There are two fundamental principles of resource allocation—project resource requirements and new product goals—that are best applied in the overall portfolio management process.

interpret

  • original:

A (product) Portfolio is a collection of sequences of Programs, Projects and/or Operations managed as a Portfolio.

  • Personal understanding:

      what is portfolio management? I think portfolio management is a multi-dimensional management model that balances resource conflicts and focuses on key projects or products.

    • original:

Ways to build a balanced portfolio:

  • Determine the key dimensions and metrics for the portfolio. For example: increasing the proportion of high-risk product ideas, adding product opportunities for new markets, or changing the relative proportion of product improvements versus new products (relative to the organization itself).
  • By applying the key dimensions and metrics of the portfolio, the product development opportunities in the portfolio are optimally balanced.

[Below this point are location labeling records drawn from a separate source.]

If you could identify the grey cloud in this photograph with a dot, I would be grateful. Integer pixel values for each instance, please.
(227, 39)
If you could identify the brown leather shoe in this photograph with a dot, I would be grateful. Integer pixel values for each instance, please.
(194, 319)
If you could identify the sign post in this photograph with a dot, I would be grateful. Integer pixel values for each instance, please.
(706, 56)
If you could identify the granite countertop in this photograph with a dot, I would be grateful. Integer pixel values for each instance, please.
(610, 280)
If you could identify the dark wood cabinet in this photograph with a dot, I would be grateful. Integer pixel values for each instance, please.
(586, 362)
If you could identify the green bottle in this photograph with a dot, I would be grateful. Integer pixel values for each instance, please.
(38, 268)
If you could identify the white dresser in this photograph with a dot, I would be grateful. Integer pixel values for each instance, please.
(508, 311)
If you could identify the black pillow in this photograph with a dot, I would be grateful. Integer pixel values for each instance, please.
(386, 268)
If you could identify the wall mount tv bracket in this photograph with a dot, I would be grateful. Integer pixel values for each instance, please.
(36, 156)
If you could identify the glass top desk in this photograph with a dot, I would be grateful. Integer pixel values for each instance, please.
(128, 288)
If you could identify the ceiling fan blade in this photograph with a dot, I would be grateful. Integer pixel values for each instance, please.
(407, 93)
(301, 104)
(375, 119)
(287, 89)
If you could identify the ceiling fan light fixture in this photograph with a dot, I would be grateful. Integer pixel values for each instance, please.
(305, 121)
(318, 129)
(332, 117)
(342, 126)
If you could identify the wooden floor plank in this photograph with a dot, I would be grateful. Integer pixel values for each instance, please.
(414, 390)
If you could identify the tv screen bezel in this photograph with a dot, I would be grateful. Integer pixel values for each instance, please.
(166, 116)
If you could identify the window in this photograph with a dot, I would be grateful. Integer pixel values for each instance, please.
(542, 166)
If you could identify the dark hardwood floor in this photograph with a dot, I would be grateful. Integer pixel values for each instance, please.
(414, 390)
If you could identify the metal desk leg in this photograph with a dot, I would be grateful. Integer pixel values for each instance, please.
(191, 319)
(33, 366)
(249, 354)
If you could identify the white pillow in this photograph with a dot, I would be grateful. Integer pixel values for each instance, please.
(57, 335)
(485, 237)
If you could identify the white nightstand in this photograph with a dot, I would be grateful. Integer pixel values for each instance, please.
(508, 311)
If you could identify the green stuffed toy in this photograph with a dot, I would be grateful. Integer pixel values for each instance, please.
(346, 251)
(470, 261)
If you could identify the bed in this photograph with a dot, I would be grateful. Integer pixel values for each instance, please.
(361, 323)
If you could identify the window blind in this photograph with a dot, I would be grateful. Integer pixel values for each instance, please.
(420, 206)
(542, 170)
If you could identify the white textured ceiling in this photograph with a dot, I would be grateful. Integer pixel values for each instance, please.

In this way, it is also possible to ensure that the balanced portfolio is consistent with the strategy.
  • The portfolio is managed on an ongoing basis to ensure that the portfolio remains in balance and product opportunities are properly selected throughout the development pipeline and product lifecycle.
  • Personal understanding:

      According to the above, it is still describing two independent activities of portfolio management—portfolio selection and portfolio review. The key dimensions and indicators are the criteria for establishing portfolio selection. The continuous management of portfolios is portfolio review. Those who pass the review ways to improve management.